Processing Input Files

A description of how Cantera processes input files, to help with debugging any errors that occur.

Cantera Input Files

A Two-step Process

From the point of view of the user, it appears that a Cantera application that imports a phase definition reads the input file, and uses the information there to construct the object representing the phase or interface in the application. While this is the net effect, it is actually a two-step process. When a constructor like Solution is called to import a phase definition from a file, a preprocessor runs automatically to read the input file and create a string that contains the same information but in an XML-based format called CTML. After the preprocessor finishes, Cantera imports the phase definition from this CTML data.

Two File Formats

Why two file formats? There are several reasons. XML is a widely-used standard for data files, and it is designed to be relatively easy to parse. This makes it possible for other applications to use Cantera CTML data files, without requiring the substantial chemical knowledge that would be required to use .cti files. For example, web services (small applications that run remotely over a network) are often designed to accept XML input data over the network, perform a calculation, and send the output in XML back across the network. Supporting an XML-based data file format facilitates using Cantera in web services or other network computing applications.

The difference between the high-level description in a .cti input file and the lower-level description in the CTML file may be illustrated by how reactions are handled. In the input file, the reaction stoichiometry and its reversibility or irreversibility are determined from the reaction equation. For example:

O + HCCO <=> H + 2 CO

specifies a reversible reaction between an oxygen atom and the ketenyl radical HCCO to produce one hydrogen atom and two carbon monoxide molecules. If <=> were replaced with =>, then it would specify that the reaction should be treated as irreversible.
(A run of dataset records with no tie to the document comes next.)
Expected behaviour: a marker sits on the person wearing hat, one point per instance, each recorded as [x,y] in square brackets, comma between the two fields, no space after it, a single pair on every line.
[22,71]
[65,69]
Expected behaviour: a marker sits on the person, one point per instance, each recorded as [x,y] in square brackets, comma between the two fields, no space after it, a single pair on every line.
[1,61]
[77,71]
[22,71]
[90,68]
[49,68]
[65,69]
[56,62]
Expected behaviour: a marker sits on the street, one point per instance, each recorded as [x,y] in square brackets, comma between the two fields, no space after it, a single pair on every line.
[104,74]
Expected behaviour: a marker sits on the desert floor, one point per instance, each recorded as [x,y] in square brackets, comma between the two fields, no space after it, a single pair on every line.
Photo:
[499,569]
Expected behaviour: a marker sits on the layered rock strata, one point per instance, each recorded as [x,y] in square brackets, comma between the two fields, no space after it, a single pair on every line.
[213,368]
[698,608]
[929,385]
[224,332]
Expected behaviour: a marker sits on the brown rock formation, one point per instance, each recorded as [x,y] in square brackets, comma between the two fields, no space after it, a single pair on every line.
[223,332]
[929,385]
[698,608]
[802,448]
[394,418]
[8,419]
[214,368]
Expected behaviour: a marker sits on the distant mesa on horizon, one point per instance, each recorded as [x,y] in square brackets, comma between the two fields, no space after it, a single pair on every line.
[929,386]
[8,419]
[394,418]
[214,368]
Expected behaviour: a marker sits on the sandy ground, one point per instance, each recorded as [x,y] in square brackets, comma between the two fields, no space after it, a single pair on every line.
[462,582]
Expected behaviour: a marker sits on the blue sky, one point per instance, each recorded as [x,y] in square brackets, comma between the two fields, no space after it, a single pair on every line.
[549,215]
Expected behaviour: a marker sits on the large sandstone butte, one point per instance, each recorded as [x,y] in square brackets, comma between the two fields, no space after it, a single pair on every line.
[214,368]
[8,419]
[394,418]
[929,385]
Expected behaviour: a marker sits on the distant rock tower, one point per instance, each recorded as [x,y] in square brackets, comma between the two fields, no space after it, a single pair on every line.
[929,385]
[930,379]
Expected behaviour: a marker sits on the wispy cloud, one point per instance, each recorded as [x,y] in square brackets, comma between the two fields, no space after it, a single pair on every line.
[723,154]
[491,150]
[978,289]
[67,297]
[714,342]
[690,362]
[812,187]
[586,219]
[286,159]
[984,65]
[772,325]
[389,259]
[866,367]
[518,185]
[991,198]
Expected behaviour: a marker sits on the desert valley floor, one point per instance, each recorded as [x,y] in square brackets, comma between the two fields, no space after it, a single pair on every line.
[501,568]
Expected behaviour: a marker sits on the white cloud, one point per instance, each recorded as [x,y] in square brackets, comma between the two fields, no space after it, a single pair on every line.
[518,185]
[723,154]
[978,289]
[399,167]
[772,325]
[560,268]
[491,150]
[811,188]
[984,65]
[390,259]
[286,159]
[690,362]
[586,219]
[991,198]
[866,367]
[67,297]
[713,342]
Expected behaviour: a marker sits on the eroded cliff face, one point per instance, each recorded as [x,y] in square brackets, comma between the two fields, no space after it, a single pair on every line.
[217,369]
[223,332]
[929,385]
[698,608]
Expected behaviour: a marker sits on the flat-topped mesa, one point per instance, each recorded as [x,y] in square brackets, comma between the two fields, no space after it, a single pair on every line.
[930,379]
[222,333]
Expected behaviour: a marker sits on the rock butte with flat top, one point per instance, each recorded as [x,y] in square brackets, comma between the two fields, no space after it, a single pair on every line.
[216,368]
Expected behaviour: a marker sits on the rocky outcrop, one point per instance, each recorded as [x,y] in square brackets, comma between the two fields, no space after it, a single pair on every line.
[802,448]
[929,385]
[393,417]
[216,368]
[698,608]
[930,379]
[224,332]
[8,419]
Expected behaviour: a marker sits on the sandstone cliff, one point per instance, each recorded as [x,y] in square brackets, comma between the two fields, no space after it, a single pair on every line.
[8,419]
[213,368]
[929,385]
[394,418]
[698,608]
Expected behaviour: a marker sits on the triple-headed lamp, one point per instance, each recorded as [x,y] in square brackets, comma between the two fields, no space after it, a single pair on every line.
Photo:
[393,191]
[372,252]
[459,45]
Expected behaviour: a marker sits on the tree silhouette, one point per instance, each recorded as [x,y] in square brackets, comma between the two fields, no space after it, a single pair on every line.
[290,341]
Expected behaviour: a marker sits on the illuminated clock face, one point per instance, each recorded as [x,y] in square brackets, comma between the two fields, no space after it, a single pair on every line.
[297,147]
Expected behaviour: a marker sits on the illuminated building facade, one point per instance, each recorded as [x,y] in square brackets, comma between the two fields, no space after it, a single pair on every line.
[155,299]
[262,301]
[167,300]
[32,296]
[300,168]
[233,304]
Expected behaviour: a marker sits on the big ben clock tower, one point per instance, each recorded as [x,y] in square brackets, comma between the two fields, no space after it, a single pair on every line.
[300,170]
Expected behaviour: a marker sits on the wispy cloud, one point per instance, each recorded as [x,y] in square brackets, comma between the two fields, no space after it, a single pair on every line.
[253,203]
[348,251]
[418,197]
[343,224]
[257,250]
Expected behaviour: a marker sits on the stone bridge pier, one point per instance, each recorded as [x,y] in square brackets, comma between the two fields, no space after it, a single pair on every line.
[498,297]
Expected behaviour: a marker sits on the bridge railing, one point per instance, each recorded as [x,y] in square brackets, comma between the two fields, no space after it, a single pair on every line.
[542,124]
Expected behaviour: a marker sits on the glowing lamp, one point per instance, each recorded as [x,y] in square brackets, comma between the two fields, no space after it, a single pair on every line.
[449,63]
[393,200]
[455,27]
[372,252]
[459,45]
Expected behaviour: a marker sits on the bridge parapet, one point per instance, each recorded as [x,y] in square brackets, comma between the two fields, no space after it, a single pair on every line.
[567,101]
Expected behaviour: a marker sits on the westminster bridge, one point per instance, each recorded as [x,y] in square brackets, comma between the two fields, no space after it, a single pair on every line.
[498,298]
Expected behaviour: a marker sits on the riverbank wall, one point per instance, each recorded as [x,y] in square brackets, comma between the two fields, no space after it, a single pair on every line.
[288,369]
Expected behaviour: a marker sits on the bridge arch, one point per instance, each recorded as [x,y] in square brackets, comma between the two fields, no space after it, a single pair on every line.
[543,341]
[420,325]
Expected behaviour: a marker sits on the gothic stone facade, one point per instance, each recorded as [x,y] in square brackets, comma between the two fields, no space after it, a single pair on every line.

Of course, this convention is not spelled out in the input file - the parser simply has to know it, and has to also know that a “reactant” appears on the left side of the equation, a “product” on the right, that the optional number in front of a species name is its stoichiometric coefficient (but if missing the value is one), etc. The preprocessor does know all this, but we cannot expect the same level of knowledge of chemical conventions by a generic XML parser.

Therefore, in the CTML file, reactions are explicitly specified to be reversible or irreversible, and the reactants and products are explicitly listed with their stoichiometric coefficients. The XML file is, in a sense, a “dumbed-down” version of the input file, spelling out explicitly things that are only implied in the input file syntax, so that “dumb” (i.e., easy to write) parsers can be used to read the data with minimal risk of misinterpretation.

The reaction definition:

reaction("O + HCCO <=> H + 2 CO", [1.00000E+14, 0, 0])

in the input file is translated by the preprocessor to the following CTML text:

<reaction id="0028" reversible="yes">
  <equation>O + HCCO [=] H + 2 CO</equation>
  <rateCoeff>
     <Arrhenius>
       <A units="cm3/mol/s"> 1.000000E+14</A>
       <b>0</b>
       <E units="cal/mol">0.000000</E>
     </Arrhenius>
  </rateCoeff>
  <reactants>HCCO:1 O:1</reactants>
  <products>H:1 CO:2</products>
</reaction>

The CTML version is much more verbose, and would be much more tedious to write by hand, but is much easier to parse, particularly since it is not necessary to write a custom parser—virtually any standard XML parser, of which there are many, can be used to read the CTML data.

So, in general, files that are easy for knowledgeable users (you) to write are more difficult for machines to parse, because they make use of high-level application-specific knowledge and conventions to simplify the notation. Conversely, files that are designed to be easily parsed are tedious to write because so much has to be spelled out explicitly. A natural solution is to use two formats, one designed for writing by humans, the other for reading by machines, and provide a preprocessor to convert the human-friendly format to the machine-friendly one.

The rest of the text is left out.